Berni Schiefer is an IBM Fellow in the IBM Analytics Group. He is based in San Francisco at the IBM Spark Technology Centre and is responsible for a global team that focusses on the performance and scalability of products and solutions in the Analytics Group, specifically for Big Data technologies including Spark, BigInsights, Big SQL, dashDB, DB2 pureScale and DB2 with BLU acceleration. His passion is in bringing advanced technology to market with a particular emphasis on exploiting processor, memory, networking, storage technology and other hardware and software acceleration technologies.
This talk summarizes the results of using the TPC-DS workload to characterize the SQL capability, performance and scalability of Apache Spark SQL 2.0 at the multi-Terabyte scale in both single user dedicated and multi-user concurrent execution modes. We track the evolution of Spark SQL across versions 1.5, 1.6 and 2.0 to underscore the pace of improvement in Spark SQL capability and performance. We also provide best practices and configuration tuning parameters to support the concurrent execution of the 99 TPC-DS queries at scale. The key takeaways include 1) See the substantial progress made by Spark SQL 2.0 2) Understand what TPC-DS is and why it has become the preferred workload of SQL on Hadoop systems. 3) Experimental results supporting the optimized execution of multi-user, multi-terabyte TPC-DS-based workloads 4) Tuning and configuration changes used to attain excellent performance of Spark SQL.

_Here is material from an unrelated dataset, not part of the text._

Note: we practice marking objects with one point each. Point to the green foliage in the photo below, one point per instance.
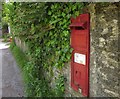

Spark 2.0 provided strong performance enhancements to the Spark core while advancing Spark ML usability to use data frames. But what happens when you run Spark 2.0 machine learning algorithms on a large cluster with a very large data set? Do you even get any benefit from using a very large data set? It depends. :-) How do new hardware advances affect the topology of high performance Spark clusters. In this talk we will explore Spark 2.0 Machine Learning at scale and share our findings with the community. As our test platform we will be using a new cluster design, different from typical Hadoop clusters, with more cores, more RAM and latest generation NVMe SSD's and a 100GbE network with a goal of more performance, in a more space and energy efficient footprint.